Now, let's find the average number of posts in each hour using the two dictionaries that I created.

In [6]:
avg_posts_per_hour = []

for hour in comments_by_hour:
    avg_posts_per_hour.append([hour, (comments_by_hour[hour]/counts_by_hour[hour])])

print(avg_posts_per_hour)

[['09', 5.5777777777777775], ['13', 14.741176470588234], ['10', 13.440677966101696], ['14', 13.233644859813085], ['16', 16.796296296296298], ['23', 7.985294117647059], ['12', 9.41095890410959], ['17', 11.46], ['15', 38.5948275862069], ['21', 16.009174311926607], ['20', 21.525], ['02', 23.810344827586206], ['18', 13.20183486238532], ['03', 7.796296296296297], ['05', 10.08695652173913], ['19', 10.8], ['01', 11.383333333333333], ['22', 6.746478873239437], ['08', 10.25], ['04', 7.170212765957447], ['00', 8.127272727272727], ['06', 9.022727272727273], ['07', 7.852941176470588], ['11', 11.051724137931034]]
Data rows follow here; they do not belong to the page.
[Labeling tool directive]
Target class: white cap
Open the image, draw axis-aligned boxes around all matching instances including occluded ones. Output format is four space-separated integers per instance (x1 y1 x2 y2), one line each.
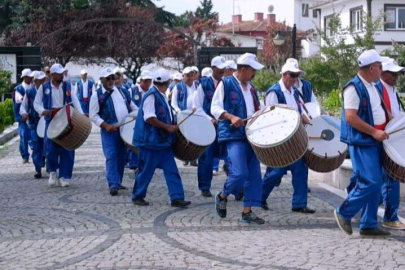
226 60 238 70
140 70 153 80
280 58 304 75
211 56 226 69
100 67 115 78
382 57 405 73
21 68 34 78
191 66 200 72
201 67 212 77
153 69 170 83
236 53 264 70
183 67 193 75
32 71 46 80
357 50 384 67
173 72 183 81
51 64 66 74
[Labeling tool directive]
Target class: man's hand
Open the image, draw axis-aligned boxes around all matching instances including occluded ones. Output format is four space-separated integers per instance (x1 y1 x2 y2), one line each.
372 129 388 142
166 125 179 133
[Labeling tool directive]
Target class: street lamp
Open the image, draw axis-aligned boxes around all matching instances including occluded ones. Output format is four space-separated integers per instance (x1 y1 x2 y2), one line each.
273 24 297 59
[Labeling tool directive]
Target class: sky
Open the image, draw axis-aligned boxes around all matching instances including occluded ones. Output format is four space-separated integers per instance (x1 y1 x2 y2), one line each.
153 0 280 23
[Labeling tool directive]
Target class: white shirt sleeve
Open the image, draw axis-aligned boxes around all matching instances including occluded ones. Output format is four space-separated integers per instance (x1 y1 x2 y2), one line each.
211 82 225 119
171 85 181 113
89 91 104 126
265 92 278 106
142 94 156 121
20 95 28 115
343 85 360 110
34 85 45 116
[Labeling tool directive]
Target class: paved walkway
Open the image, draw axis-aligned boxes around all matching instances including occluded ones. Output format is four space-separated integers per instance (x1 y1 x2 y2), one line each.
0 129 405 270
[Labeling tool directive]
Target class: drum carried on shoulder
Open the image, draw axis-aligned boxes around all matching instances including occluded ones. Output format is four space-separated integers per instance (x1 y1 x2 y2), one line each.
173 110 216 161
47 105 91 151
382 113 405 183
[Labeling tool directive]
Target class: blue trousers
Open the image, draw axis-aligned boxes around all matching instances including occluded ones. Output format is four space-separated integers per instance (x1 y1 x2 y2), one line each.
197 140 219 190
337 144 383 229
30 128 44 172
347 173 400 221
132 147 184 201
222 140 262 207
262 158 308 209
18 120 31 160
100 129 127 189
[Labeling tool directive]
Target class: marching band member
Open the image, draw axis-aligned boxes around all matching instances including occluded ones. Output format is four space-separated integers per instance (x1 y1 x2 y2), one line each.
334 50 390 237
90 68 138 196
73 69 96 116
20 71 46 179
262 58 315 214
12 68 33 164
132 69 190 207
34 64 83 187
194 56 226 197
211 53 264 224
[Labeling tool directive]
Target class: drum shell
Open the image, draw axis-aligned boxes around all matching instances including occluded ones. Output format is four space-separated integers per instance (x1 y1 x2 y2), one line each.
250 123 308 168
304 150 347 173
383 150 405 183
51 110 91 151
173 130 209 161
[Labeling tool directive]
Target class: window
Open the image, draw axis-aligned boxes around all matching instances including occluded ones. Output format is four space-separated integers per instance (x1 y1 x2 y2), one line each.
350 7 363 32
385 5 405 30
302 4 309 17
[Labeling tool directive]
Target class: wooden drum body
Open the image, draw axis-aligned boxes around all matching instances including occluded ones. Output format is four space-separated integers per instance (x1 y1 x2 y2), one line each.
383 113 405 183
47 105 91 151
173 110 216 161
304 115 347 172
246 105 308 167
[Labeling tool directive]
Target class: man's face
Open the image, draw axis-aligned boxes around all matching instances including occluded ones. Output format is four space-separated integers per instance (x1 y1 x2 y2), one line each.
101 75 116 90
183 72 194 86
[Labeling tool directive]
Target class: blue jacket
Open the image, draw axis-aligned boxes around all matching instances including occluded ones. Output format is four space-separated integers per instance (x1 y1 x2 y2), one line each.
96 85 132 125
218 76 260 142
132 87 174 149
12 84 25 122
340 75 378 145
42 81 73 121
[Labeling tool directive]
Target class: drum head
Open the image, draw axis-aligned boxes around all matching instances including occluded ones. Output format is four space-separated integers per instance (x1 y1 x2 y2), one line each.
37 116 45 138
305 115 347 158
177 110 216 146
246 105 301 147
383 113 405 167
120 115 136 145
47 106 75 139
305 102 321 118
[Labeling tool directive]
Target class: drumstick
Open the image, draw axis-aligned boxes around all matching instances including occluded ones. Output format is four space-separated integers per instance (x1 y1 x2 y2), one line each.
177 108 197 127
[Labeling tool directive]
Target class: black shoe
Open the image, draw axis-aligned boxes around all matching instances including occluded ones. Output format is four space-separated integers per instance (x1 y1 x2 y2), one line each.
132 199 149 206
235 193 243 201
215 192 228 218
118 185 128 190
291 207 316 214
360 228 391 237
242 211 264 225
333 209 353 235
201 189 212 198
170 200 191 208
110 188 118 196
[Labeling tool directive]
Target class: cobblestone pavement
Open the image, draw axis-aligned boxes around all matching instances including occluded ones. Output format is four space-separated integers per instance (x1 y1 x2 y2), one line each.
0 128 405 270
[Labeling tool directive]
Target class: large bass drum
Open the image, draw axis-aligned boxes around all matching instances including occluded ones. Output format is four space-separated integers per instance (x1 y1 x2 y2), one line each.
246 105 308 167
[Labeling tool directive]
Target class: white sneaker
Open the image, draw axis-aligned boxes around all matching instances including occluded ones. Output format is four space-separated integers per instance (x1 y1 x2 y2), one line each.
59 177 70 187
48 172 57 187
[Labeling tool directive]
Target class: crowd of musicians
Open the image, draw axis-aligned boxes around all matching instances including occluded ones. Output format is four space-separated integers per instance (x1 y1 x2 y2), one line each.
13 50 405 236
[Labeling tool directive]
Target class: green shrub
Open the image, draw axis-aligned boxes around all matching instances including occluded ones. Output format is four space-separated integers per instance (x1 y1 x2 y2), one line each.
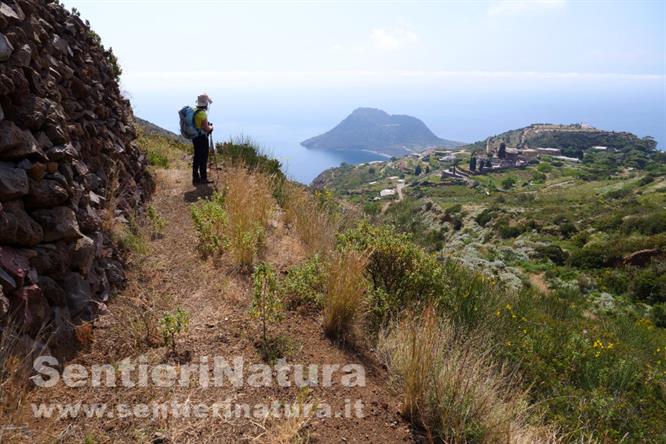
190 193 228 255
280 255 325 308
532 171 546 183
363 202 381 216
631 266 666 304
536 244 569 265
217 140 284 179
621 210 666 235
250 262 284 361
160 308 190 354
569 243 621 268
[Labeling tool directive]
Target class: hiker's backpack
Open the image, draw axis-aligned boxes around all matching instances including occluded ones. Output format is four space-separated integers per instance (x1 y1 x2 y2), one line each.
178 106 203 139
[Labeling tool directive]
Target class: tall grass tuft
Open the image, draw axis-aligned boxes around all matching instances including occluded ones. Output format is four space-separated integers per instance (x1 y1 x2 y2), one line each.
283 183 339 254
378 308 554 443
323 251 368 343
191 167 275 271
224 167 275 270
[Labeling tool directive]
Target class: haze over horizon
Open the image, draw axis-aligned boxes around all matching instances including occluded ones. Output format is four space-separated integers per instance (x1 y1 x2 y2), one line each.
64 0 666 149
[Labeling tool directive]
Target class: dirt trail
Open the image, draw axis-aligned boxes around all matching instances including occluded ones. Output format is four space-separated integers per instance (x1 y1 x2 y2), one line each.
10 165 414 443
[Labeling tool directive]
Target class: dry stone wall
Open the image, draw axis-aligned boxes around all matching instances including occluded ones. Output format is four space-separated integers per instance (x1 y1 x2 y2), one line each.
0 0 152 346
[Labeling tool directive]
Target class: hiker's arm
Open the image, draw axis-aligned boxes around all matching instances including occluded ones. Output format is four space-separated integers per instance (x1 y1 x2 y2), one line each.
201 119 213 134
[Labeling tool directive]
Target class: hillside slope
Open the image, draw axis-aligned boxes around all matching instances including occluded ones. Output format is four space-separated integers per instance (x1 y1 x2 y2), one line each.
9 142 413 443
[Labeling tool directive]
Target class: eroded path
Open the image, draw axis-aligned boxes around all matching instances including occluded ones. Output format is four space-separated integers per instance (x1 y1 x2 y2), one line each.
12 165 413 443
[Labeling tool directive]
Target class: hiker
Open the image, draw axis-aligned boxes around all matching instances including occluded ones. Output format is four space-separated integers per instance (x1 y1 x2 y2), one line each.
192 93 213 185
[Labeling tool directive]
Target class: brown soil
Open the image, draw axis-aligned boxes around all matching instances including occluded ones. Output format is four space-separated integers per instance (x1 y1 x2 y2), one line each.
6 167 416 443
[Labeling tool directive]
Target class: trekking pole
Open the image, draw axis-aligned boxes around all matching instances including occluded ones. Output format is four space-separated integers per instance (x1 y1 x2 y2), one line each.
208 133 220 191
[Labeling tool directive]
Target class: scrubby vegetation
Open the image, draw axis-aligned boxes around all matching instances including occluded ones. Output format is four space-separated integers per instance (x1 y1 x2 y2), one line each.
308 140 666 442
183 135 666 442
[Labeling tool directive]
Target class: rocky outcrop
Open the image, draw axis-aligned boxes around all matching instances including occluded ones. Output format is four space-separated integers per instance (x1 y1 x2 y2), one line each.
0 0 151 346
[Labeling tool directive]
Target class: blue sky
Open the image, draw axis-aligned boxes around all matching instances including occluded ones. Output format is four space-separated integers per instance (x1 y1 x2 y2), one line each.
59 0 666 77
64 0 666 146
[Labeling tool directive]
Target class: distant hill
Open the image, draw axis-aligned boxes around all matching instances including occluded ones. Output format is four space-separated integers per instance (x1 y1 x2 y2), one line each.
301 108 463 156
134 116 192 144
464 123 657 157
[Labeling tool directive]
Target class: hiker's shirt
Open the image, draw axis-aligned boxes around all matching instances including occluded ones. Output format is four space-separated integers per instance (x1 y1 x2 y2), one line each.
194 109 208 137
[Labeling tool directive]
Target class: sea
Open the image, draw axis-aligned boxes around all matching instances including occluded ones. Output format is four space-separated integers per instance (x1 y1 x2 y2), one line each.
125 81 666 184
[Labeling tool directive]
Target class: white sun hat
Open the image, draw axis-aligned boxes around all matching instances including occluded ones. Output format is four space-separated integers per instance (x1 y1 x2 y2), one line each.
197 93 213 106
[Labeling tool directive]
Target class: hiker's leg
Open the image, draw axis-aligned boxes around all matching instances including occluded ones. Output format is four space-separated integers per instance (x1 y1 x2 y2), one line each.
192 136 208 182
200 139 208 182
192 137 201 183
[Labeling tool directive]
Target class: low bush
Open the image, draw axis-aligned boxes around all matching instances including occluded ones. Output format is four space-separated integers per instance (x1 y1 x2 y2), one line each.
216 138 284 179
250 262 284 362
223 167 275 270
190 193 228 256
191 167 275 271
536 244 569 265
284 184 340 254
280 255 325 308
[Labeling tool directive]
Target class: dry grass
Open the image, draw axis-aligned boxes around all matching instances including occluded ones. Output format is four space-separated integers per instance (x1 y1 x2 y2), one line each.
101 171 120 233
378 309 556 443
284 183 338 255
323 251 368 343
0 318 46 424
224 167 275 269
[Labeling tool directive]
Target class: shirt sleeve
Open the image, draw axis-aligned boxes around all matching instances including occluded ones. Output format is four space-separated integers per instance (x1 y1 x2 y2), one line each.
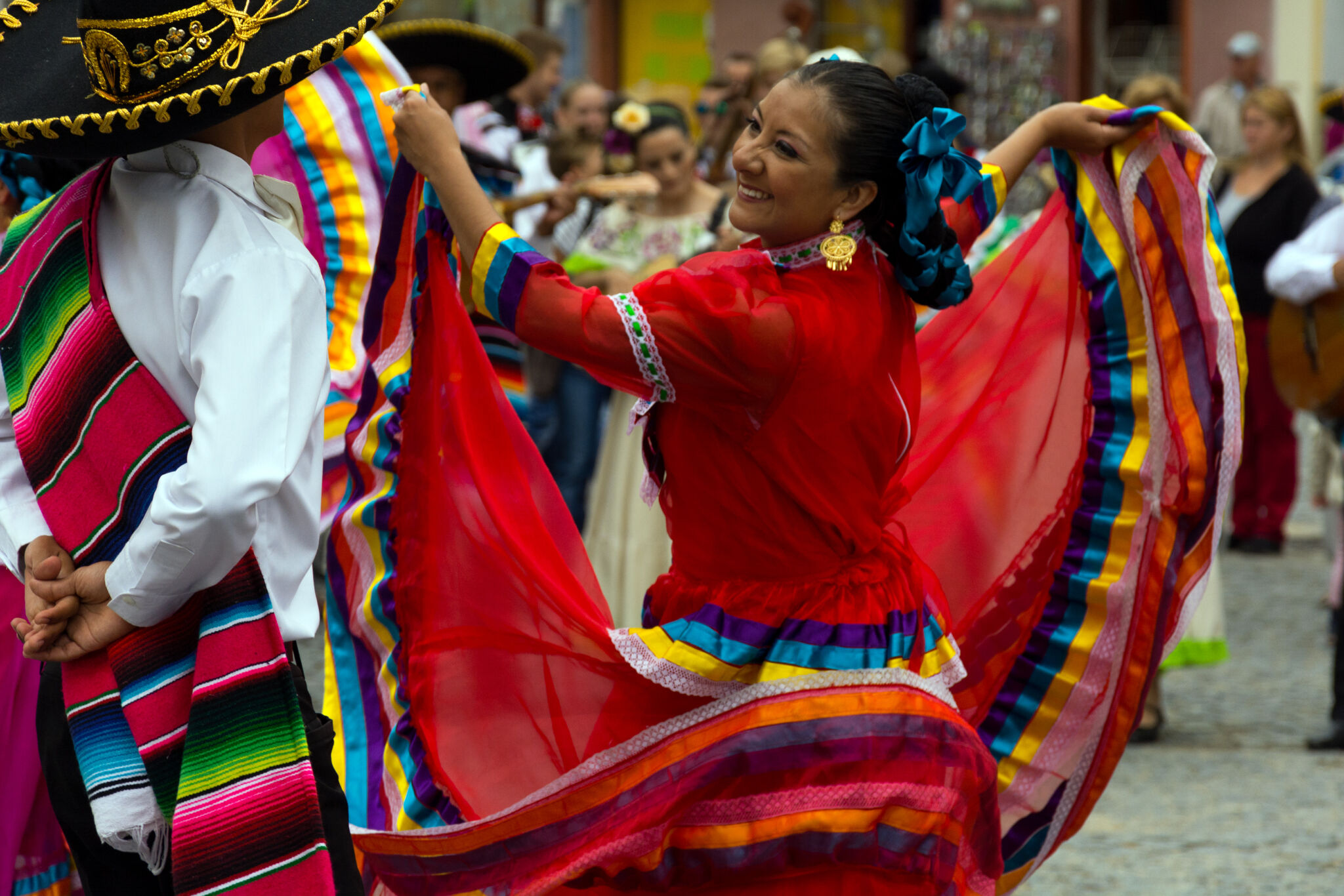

We have the information we need, but it is hard to make out given the format of the data. I will sort the list of lists and display the five highest values.

In [7]:
# swap order of elements in avg_posts_per_hour list
swap_avg_by_hour = []

for hour in avg_posts_per_hour:
    swap_avg_by_hour.append([hour[1], hour[0]])

print(swap_avg_by_hour)

# sort the list of lists
sorted_swap = sorted(swap_avg_by_hour, reverse = True)

print(sorted_swap)

for elem in sorted_swap[:5]:
    hour = dt.datetime.strptime(elem[1], "%H")
    hour = hour.strftime('%H:%M')
    average = elem[0]
    print('{0}: {1:.2f} average comments per post'.format(hour, average))

[[5.5777777777777775, '09'], [14.741176470588234, '13'], [13.440677966101696, '10'], [13.233644859813085, '14'], [16.796296296296298, '16'], [7.985294117647059, '23'], [9.41095890410959, '12'], [11.46, '17'], [38.5948275862069, '15'], [16.009174311926607, '21'], [21.525, '20'], [23.810344827586206, '02'], [13.20183486238532, '18'], [7.796296296296297, '03'], [10.08695652173913, '05'], [10.8, '19'], [11.383333333333333, '01'], [6.746478873239437, '22'], [10.25, '08'], [7.170212765957447, '04'], [8.127272727272727, '00'], [9.022727272727273, '06'], [7.852941176470588, '07'], [11.051724137931034, '11']]
[[38.5948275862069, '15'], [23.810344827586206, '02'], [21.525, '20'], [16.796296296296298, '16'], [16.009174311926607, '21'], [14.741176470588234, '13'], [13.440677966101696, '10'], [13.233644859813085, '14'], [13.20183486238532, '18'], [11.46, '17'], [11.383333333333333, '01'], [11.051724137931034, '11'], [10.8, '19'], [10.25, '08'], [10.08695652173913, '05'], [9.41095890410959, '12'], [

Timezones are in EST. Which means, in CST, the most common times (in order from most to least) are 2:00 PM, 1:00 PM, 7:00 PM, 3:00 PM, and 10:00 PM.